Critics declare his Ineos Grenadiers cycling team is nowhere near as all-conquering as the Team Sky he rebranded, that Sir Ben Ainslie has never captured the America’s Cup under Ineos sails. The fortunes of FC Lausanne in Switzerland and Nice in France are picked over though the latter being second in Ligue 1 represents promise. There are those who mistrust the key adviser Sir Dave Brailsford’s “marginal gains” but Ineos running the sporting side while the Glazers look after the business side has faint echoes of the Glazers’ early years when Ferguson was supported by David Gill on United’s football side, and Woodward ran the commercial side. Repeating that era’s successes is the endgame, if a distant dream.

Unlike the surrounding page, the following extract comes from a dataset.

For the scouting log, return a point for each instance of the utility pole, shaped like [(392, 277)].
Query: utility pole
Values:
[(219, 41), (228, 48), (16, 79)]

In Ratcliffe’s previous swoop for a club, Chelsea, in 2022, he circumvented the sales process of Raine, the same group operating for the Glazers, only to withdraw almost as quickly. Further suspicions of opportunism against the self-proclaimed Failsworth-born “top red”? A few Chelsea fans might now wonder how his regime could have compared to that of the Todd Boehly-led winning bid.

From within United itself, as the bidding process continued, there has been a wounded defensiveness to criticism. Last season’s successes have been trumpeted when the team is already falling behind this season’s targets. The handling of Mason Greenwood and subsequent accusations made – and denied – against Antony have led to unwanted headlines. Richard Arnold, the chief executive who attempted a more open-door policy than his predecessor Woodward, came under heavy criticism and departed even before the new setup was officially in place.

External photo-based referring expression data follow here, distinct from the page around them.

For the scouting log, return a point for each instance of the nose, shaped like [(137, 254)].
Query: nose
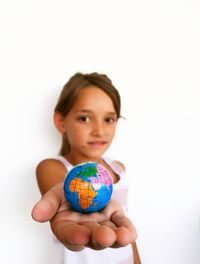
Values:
[(98, 129)]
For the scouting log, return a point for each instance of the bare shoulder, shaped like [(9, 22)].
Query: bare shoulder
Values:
[(121, 165), (49, 165), (49, 172)]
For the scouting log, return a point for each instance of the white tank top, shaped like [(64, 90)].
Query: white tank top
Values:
[(123, 255)]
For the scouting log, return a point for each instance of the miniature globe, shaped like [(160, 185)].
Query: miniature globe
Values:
[(88, 187)]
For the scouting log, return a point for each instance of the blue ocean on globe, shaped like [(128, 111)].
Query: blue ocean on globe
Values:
[(88, 187)]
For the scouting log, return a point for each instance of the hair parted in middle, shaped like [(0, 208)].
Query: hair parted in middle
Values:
[(70, 92)]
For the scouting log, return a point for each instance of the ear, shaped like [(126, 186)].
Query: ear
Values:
[(59, 122)]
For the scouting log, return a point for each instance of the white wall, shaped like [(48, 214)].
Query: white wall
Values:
[(150, 49)]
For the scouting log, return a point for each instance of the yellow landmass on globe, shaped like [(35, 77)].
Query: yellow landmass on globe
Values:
[(84, 190)]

Related: René Meulensteen: ‘A lot of negative pressure has been created at Manchester United’

The arrival of Ratcliffe, not someone to take a back seat and reportedly critical of operations during initial exploratory meetings, brings the future of the club’s entire executive class into question. His faith in Erik ten Hag was said to be more solid than many other United supporters’ though recent weeks may have changed that. John Murtough, a low-profile, low-energy director of football, is highly likely to be on the casualty list.

Ratcliffe’s 25% stake brings many such questions, including the makeup of divisions between the Glazer siblings – who wants to cash out, who wishes to remain? – the now onerous debt, a complicated “A” and “B” equity structure and an antiquated stadium with a leaking roof. Even a self-made man worth almost £30bn cannot cure all ills but perhaps his fresh approach can lighten Old Trafford’s damp air. The only credible alternative outcome after so many months of wrangling turned out to be the bleakness of the Glazers retaining full control.